How ITC Could Benefit

ITC Ltd, a major player in India’s tobacco sector, falls under the category of businesses where FDI is not permitted. British American Tobacco (BAT), a prominent international tobacco corporation based in the United Kingdom, holds a 25.5% stake in ITC. With the latest clarification, BAT is now eligible to receive bonus shares from ITC without exceeding the current equity limit, offering ITC greater flexibility in managing capital distribution.
This policy shift may come as a relief to companies with legacy FDI that predates the imposition of sectoral restrictions. ITC, in particular, may find this an efficient way to manage reserves and enhance shareholder value without triggering regulatory concerns.

Legal Perspective on the Clarification

Legal experts are viewing the development as a positive shift in policy interpretation. Vaibhav Kakkar, a senior partner at Saraf and Partners, commented, “The clarification is based on the rationale that issuing bonus shares doesn’t involve any fresh capital inflow. It allows Indian firms to convert their accumulated reserves into equity, benefiting both Indian and foreign shareholders.”
The relaxation essentially enables capital restructuring in a compliant manner, while respecting the existing FDI caps. This facilitates a more balanced shareholder rights framework for companies that had historically attracted foreign investment under now-prohibited categories.

Clarification from DPIIT

According to DPIIT, “An Indian company operating in a sector where FDI is barred is allowed to issue bonus shares to its current foreign shareholders, provided that the foreign ownership percentage remains unchanged following the issuance.”
This measure aligns with the government’s aim to simplify procedures for businesses and eliminate unnecessary regulatory bottlenecks. The clarification ensures that companies with non-resident investors, who were lawfully inducted before regulatory restrictions came into effect, can still maintain equitable shareholder practices.

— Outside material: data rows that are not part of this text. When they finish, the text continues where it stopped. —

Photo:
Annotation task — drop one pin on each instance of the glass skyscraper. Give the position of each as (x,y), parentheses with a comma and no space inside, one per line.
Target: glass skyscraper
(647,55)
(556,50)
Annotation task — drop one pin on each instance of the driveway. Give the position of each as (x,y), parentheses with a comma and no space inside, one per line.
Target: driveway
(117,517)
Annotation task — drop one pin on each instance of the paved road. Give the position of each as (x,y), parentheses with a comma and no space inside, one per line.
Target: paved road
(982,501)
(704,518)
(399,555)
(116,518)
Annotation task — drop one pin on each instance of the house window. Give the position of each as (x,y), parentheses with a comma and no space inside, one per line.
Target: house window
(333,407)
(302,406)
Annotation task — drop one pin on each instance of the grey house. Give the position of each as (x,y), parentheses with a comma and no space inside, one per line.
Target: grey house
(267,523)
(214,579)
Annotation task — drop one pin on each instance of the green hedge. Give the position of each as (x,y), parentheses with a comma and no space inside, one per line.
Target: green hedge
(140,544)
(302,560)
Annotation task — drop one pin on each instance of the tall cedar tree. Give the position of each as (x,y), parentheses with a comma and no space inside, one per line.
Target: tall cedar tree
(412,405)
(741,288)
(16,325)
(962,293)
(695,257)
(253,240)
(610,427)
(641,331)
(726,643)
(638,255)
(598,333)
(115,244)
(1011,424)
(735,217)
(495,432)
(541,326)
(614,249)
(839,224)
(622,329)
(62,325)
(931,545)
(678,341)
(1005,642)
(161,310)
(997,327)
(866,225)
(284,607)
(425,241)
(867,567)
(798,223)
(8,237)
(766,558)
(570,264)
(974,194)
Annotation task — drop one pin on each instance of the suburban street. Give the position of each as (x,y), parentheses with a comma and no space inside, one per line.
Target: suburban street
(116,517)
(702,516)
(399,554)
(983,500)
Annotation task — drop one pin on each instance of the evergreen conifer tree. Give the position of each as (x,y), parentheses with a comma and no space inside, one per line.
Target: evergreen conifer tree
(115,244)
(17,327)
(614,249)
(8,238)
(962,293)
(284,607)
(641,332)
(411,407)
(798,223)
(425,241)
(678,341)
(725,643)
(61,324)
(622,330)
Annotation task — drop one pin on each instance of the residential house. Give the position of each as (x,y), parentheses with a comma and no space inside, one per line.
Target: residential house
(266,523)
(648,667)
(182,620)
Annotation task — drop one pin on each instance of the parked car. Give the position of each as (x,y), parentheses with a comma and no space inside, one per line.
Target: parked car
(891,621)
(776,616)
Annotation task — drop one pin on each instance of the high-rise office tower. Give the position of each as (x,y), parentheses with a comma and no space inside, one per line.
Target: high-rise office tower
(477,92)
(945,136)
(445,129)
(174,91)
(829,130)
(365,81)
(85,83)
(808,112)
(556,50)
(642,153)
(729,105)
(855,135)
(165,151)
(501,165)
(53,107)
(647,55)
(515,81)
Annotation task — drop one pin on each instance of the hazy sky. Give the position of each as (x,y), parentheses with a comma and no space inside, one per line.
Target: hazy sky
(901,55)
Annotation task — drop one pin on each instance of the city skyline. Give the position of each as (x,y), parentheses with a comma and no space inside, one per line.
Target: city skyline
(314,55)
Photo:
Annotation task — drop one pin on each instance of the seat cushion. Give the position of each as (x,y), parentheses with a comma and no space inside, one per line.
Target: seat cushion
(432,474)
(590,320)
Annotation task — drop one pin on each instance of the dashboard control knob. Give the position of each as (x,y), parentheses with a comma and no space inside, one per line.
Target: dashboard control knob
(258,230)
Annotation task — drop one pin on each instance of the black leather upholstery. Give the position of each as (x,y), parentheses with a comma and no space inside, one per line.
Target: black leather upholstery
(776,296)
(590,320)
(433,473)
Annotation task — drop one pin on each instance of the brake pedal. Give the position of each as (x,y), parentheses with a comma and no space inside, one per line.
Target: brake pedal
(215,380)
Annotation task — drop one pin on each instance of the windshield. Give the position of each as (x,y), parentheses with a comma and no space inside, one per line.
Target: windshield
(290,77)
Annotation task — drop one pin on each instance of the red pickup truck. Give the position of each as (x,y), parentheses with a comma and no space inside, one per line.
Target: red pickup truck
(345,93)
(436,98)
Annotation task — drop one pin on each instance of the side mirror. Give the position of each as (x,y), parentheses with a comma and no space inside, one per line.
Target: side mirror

Sectors That Remain Off-Limits

Although the rules on bonus shares have been relaxed, foreign direct investment continues to be entirely restricted in certain industries. These include:
• Tobacco and related products
• Lottery businesses
• Gambling and betting (including casinos)
• Chit funds
• Real estate activities and farm house construction
• Atomic energy
• Railway operations
FDI is either permitted automatically or with government clearance in every other sector.

Past Approval Process and Bottlenecks

Until now, any move to issue bonus shares in prohibited sectors—even for companies with grandfathered foreign investments—required prior consent from regulatory bodies like the Reserve Bank of India (RBI). This often resulted in lengthy procedural delays.
A notable example was seen in the case of Godfrey Phillips India Limited, where the process of obtaining necessary approvals proved to be time-consuming. This new policy shift will cut down on such bureaucratic delays and improve operational efficiency.
Rudra Kumar Pandey, a partner at Shardul Amarchand Mangaldas & Co., highlighted the importance of this change: “This development will significantly streamline corporate actions for companies operating in sectors with FDI restrictions. It helps in maintaining parity in shareholder rights and boosts investor confidence.”

Final Thoughts

The government’s decision to permit bonus share issuance in FDI-prohibited sectors without altering foreign ownership levels is a significant regulatory improvement. This is particularly impactful for companies like ITC, where foreign ownership already exists within the allowed limit.
By acknowledging that bonus shares do not involve additional capital inflows, the clarification enables better capital management and equity distribution. It also marks a thoughtful step towards harmonizing investor rights while still upholding sector-specific restrictions.
This policy refinement, while seemingly technical, could enhance investor sentiment and provide a template for balanced FDI governance going forward.